Decimetric Type-U Solar Radio Bursts and Associated EUV Phenomena on 2011 February 9

The physical mechanism behind type-III and -U bursts is considered to be plasma radiation. The energetic particle motion in the coronal plasma with a velocity of 0.1–0.3 c causes the Langmuir instability and fluctuation and then the corresponding energy is transferred to the electromagnetic wave with the same frequency at the local plasma frequency and/or second harmonic frequency. Therefore, the frequency f_obs of the observed radio bursts is related to the plasma frequency f_p and the electron density n_e in the source region by ${f}_{\mathrm{obs}}={{sf}}_{p},\,\,{f}_{p}\,[\mathrm{kHz}]=8.98\sqrt{{n}_{e}\,[{\mathrm{cm}}^{-3}]}$ and thus to the altitude of the source region, if a coronal-density model, n_e = n_e (h), is given. Here s stands for the fundamental (s = 1) and for the harmonic (s = 2) band, respectively (McLean & Aabrum 1985).

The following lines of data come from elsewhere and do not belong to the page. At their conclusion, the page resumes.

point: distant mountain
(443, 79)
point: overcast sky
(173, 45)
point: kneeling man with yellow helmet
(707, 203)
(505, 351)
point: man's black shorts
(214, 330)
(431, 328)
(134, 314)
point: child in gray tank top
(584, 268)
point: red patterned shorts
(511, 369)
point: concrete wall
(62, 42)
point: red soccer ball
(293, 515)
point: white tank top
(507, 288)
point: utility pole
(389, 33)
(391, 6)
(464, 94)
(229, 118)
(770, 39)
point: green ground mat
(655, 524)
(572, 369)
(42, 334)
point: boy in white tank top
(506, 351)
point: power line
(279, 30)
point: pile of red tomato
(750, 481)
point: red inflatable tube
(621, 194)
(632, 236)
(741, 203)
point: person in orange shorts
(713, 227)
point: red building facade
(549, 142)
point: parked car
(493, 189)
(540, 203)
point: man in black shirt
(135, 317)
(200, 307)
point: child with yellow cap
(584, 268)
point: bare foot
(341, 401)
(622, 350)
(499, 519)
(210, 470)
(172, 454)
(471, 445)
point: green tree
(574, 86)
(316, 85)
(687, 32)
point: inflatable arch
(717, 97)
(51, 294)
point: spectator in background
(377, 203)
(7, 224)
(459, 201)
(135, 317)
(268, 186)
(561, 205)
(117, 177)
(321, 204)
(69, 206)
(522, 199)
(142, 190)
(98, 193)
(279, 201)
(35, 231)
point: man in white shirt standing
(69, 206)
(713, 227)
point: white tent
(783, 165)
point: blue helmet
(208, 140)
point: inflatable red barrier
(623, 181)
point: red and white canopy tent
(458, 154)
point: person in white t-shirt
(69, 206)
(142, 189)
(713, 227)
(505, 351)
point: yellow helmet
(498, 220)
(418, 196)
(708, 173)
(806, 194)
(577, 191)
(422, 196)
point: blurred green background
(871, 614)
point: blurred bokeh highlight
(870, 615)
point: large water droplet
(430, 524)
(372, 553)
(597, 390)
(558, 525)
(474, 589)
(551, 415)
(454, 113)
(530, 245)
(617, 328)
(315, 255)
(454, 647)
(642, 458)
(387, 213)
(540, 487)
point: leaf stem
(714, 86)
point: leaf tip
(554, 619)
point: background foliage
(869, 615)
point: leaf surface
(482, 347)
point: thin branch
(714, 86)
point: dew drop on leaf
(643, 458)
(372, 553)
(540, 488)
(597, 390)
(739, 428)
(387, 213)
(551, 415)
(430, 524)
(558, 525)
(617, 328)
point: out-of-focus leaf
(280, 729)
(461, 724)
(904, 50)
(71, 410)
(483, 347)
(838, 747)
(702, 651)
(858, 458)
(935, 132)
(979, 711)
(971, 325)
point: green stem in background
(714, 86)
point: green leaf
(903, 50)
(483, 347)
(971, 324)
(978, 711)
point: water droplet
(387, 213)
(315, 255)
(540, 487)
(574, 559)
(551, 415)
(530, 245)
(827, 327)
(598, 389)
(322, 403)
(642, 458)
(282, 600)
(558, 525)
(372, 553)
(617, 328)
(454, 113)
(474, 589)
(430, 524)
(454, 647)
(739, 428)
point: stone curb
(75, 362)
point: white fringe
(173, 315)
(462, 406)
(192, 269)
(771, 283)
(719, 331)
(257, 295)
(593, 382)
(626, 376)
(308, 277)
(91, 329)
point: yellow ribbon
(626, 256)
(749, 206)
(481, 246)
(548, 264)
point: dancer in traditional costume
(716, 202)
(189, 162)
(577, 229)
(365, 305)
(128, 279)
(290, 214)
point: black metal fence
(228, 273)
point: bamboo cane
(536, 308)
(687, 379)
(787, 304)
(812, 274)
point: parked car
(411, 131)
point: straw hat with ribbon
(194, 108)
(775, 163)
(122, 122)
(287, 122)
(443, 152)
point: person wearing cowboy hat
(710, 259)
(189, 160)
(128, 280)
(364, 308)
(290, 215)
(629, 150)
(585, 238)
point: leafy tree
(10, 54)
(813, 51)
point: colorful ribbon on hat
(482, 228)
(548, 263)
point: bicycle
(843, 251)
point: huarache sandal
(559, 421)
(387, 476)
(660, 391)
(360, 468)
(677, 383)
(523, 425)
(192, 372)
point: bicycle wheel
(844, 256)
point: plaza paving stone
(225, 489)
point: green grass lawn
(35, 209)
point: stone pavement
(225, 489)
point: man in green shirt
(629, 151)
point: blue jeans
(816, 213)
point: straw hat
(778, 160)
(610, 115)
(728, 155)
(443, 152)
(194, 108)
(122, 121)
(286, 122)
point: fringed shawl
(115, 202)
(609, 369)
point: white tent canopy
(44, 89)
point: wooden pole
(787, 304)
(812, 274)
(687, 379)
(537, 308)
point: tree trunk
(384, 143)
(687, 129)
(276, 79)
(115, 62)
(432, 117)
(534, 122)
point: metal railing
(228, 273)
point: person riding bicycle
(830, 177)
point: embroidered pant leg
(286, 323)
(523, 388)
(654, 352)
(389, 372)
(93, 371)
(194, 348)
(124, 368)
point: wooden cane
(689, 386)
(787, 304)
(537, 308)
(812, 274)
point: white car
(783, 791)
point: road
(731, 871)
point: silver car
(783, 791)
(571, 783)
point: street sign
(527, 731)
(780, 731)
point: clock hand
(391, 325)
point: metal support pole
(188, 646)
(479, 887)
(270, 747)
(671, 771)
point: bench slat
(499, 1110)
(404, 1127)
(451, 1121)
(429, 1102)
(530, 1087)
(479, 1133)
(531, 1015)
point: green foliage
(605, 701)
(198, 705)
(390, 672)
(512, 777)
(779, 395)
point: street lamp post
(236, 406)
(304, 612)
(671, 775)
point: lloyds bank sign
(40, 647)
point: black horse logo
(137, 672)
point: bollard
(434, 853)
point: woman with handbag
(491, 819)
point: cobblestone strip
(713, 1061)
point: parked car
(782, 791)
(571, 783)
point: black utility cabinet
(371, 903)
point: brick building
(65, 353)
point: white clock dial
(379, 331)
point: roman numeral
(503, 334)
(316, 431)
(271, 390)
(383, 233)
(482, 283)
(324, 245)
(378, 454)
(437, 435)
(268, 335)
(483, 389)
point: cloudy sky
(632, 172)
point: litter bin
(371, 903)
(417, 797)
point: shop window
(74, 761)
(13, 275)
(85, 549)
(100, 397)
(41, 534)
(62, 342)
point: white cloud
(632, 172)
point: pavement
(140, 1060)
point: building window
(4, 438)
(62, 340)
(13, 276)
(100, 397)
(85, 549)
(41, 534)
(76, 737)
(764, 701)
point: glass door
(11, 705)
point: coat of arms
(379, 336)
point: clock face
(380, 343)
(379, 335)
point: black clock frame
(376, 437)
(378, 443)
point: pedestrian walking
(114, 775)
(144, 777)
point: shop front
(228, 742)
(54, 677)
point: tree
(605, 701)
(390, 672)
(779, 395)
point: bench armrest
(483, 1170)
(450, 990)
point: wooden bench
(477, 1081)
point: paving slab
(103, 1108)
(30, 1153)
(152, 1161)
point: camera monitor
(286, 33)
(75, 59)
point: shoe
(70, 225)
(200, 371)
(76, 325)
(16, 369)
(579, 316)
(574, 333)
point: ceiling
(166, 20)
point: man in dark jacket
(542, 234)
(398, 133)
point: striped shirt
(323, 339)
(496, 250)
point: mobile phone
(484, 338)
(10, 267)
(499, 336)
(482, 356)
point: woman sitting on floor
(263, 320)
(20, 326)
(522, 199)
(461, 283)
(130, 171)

In this work, we use the electron-density model of Aschwanden & Benz (1995) for the flare region:

$$\begin{eqnarray}{n}_{e}(h)=\left\{\begin{array}{ll}{n}_{1}{\left(h/{h}_{1}\right)}^{-p} & h\lt {h}_{1},\\ {n}_{Q}\exp (-h/\lambda ) & h\gt {h}_{1},\end{array}\right.\end{eqnarray} \tag{ 1 }$$

where h₁ is a transition height at which the way n_e depends on h changes. This model is constrained by the electron density n_Q at the base of the quiet corona and the density scale height λ. It was developed for the region that has been affected by the heating and chromospheric evaporation in the flare process. A smooth transition between the two regimes is obtained by requiring that the function and its first derivative be continuous at the transition height h = h₁. These continuity conditions determine h₁ and the density n₁ = n_e (h = h₁):

$$\begin{eqnarray}&&{h}_{1}=p\lambda ,\,\,\,\,{n}_{1}={n}_{Q}\exp (-p),\end{eqnarray} \tag{ 2 }$$

with p = 2.38, λ = 6.9 × 10⁹ cm, and n_Q = 4.6 × 10⁸ cm⁻³.

The type-RS bursts were observed by YNSRS at the beginning of this event (see Figures 2(a) and (b)); they indicated the electron beams were propagating in the sunward direction in contrast to the normal type-III solar radio bursts. The starting frequency of the type-RS bursts is 695 ± 3 MHz, according to the altitude of the region of particles accelerated by magnetic reconnection, which can be calculated by Equation (1) and is 20.6 ± 0.1 Mm(from the solar surface).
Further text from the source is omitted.